International ColRegs Rule 7: Risk of Collision
Anyone who is responsible for a vessel at sea, from the smallest dinghy to an ocean going supertanker, must be able to recognise other vessels around them day or night, whatever the visibility.
They need to be able to quickly interpret what other vessels are doing, who has right of way and what action they should take to prevent a possible collision. This is not always easy, especially in crowded coastal waters and harbor.
Rule 7: Risk of Collision.
(a) Every vessel shall use all available means appropriate to the prevailing circumstances and conditions to determine if risk of collision exists. If there is any doubt such risk shall be deemed to exist.
(b) Proper use shall be made of radar equipment if fitted and operational, including long-range scanning to obtain early warning of risk of collision and radar plotting or equivalent systematic observation of detected objects.
(c) Assumptions shall not be made on the basis of scanty information, especially scanty radar information.

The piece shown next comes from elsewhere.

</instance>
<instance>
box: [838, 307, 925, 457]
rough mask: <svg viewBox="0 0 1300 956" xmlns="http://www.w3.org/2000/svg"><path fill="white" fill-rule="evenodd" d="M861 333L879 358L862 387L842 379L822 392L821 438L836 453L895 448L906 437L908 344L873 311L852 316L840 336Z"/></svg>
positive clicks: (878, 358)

(d) In determining if risk of collision exists the following considerations shall be among those taken into account:
(i) such risk shall be deemed to exist if the compass bearing of an approaching vessel does not appreciably change;
(ii) such risk may sometimes exist even when an appreciable bearing change is evident, particularly when approaching a very large vessel or a tow or when approaching a vessel at close range.